So, I'm writing this is bed ... in a quick ten minutes reprieve from doing ABSOLUTELY NOTHING. Yes, my body has given up. Bed rest called and I am trying to embrace it as best I can. And that has meant no tv, no books, no phone (yeah right!) - all imposed by myself because I have had to recognise that the only way I'm getting over and past this relapse is to look after myself.
The last week has been such a rollercoaster. My break in London was simply lovely. Selfish as it may sound, it was great to not have to get up to a baby in the middle of the night, stay in my pyjamas until lunchtime, eat in grown-up restaurants and have some quality time with friends.
But the trip was clouded slightly by the fact that my legs were continually in pain. So much pain that at one point I even exclaimed that childbirth was easier - and it was. Because this was pain like I have never experienced before - excruciating, mind-numbing and constant.

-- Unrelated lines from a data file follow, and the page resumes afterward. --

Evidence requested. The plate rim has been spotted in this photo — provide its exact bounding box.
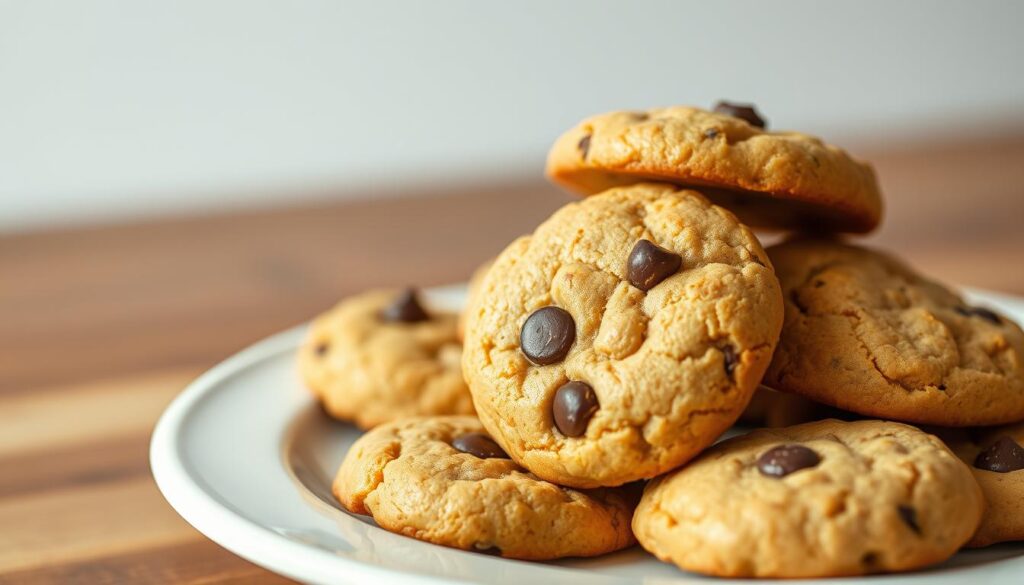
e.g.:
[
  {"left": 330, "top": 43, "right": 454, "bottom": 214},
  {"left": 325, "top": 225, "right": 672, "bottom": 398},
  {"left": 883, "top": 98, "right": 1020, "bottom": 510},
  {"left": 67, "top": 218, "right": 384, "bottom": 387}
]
[{"left": 150, "top": 324, "right": 466, "bottom": 585}]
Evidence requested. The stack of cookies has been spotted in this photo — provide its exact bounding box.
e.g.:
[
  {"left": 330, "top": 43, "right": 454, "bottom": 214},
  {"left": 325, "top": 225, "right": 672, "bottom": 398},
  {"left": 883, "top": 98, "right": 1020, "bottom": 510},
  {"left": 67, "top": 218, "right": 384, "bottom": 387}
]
[{"left": 300, "top": 103, "right": 1024, "bottom": 577}]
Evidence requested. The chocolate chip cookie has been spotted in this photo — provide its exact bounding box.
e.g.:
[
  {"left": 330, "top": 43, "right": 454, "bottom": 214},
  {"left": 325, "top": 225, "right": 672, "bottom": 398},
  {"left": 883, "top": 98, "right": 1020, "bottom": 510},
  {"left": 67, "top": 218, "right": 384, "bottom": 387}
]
[
  {"left": 939, "top": 423, "right": 1024, "bottom": 547},
  {"left": 334, "top": 416, "right": 636, "bottom": 560},
  {"left": 633, "top": 420, "right": 984, "bottom": 578},
  {"left": 765, "top": 239, "right": 1024, "bottom": 426},
  {"left": 463, "top": 183, "right": 782, "bottom": 488},
  {"left": 299, "top": 290, "right": 473, "bottom": 428},
  {"left": 547, "top": 103, "right": 882, "bottom": 233},
  {"left": 736, "top": 386, "right": 847, "bottom": 428}
]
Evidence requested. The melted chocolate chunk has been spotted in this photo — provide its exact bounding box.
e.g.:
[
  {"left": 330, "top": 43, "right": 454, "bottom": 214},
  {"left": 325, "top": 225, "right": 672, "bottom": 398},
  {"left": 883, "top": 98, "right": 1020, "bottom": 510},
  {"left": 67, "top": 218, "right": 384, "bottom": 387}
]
[
  {"left": 381, "top": 288, "right": 430, "bottom": 323},
  {"left": 626, "top": 240, "right": 683, "bottom": 292},
  {"left": 715, "top": 101, "right": 767, "bottom": 128},
  {"left": 551, "top": 381, "right": 600, "bottom": 436},
  {"left": 577, "top": 134, "right": 591, "bottom": 160},
  {"left": 955, "top": 306, "right": 1002, "bottom": 325},
  {"left": 897, "top": 506, "right": 921, "bottom": 534},
  {"left": 757, "top": 445, "right": 821, "bottom": 477},
  {"left": 722, "top": 345, "right": 738, "bottom": 380},
  {"left": 452, "top": 432, "right": 509, "bottom": 459},
  {"left": 519, "top": 306, "right": 575, "bottom": 366},
  {"left": 974, "top": 436, "right": 1024, "bottom": 473}
]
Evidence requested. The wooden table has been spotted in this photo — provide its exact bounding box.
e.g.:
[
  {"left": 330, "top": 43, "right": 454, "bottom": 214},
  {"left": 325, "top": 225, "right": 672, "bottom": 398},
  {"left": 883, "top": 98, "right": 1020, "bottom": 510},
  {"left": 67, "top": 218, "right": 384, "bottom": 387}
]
[{"left": 0, "top": 135, "right": 1024, "bottom": 583}]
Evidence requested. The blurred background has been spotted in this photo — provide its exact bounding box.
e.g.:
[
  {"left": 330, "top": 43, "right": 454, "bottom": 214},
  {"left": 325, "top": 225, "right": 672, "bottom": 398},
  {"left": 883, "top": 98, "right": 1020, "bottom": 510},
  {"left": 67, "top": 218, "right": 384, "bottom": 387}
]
[
  {"left": 0, "top": 0, "right": 1024, "bottom": 583},
  {"left": 6, "top": 0, "right": 1024, "bottom": 232}
]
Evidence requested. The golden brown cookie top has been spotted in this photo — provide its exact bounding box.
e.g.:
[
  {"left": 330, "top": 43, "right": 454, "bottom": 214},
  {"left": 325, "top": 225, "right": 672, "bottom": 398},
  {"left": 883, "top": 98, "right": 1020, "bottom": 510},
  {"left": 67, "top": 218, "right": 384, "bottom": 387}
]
[
  {"left": 765, "top": 239, "right": 1024, "bottom": 426},
  {"left": 633, "top": 420, "right": 984, "bottom": 578},
  {"left": 463, "top": 183, "right": 781, "bottom": 488},
  {"left": 299, "top": 290, "right": 473, "bottom": 428},
  {"left": 333, "top": 416, "right": 636, "bottom": 559},
  {"left": 934, "top": 422, "right": 1024, "bottom": 547},
  {"left": 547, "top": 106, "right": 882, "bottom": 233}
]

The bottom line is that I have crossed over into an MS patient was gets spasms - a label the medical profession call spasticity. Horrible word, spasticity. Makes me sound all wobbly or something.
I digress. The result of these nasty spasms is that I am now on more medication, called Baclofen. And you know what, I think they're working already. I slept well last night and while I'm still completely zonked, the pain has subsided.
Now all I have to get sorted is this brain fog, which is the name I have given to this strange sensation that my mind is filled with cotton wool - and my body is simultaneously dragging through mud. The only way to describe it is that I can do everything, everything just takes ages (this blog post has been in the making for going on an hour already, on and off!)
In the meantime, I'm embracing 'doing nothing' for now - and eating lots of chocolate in the process -because let's be honest, chocolate fixes everything, right??!!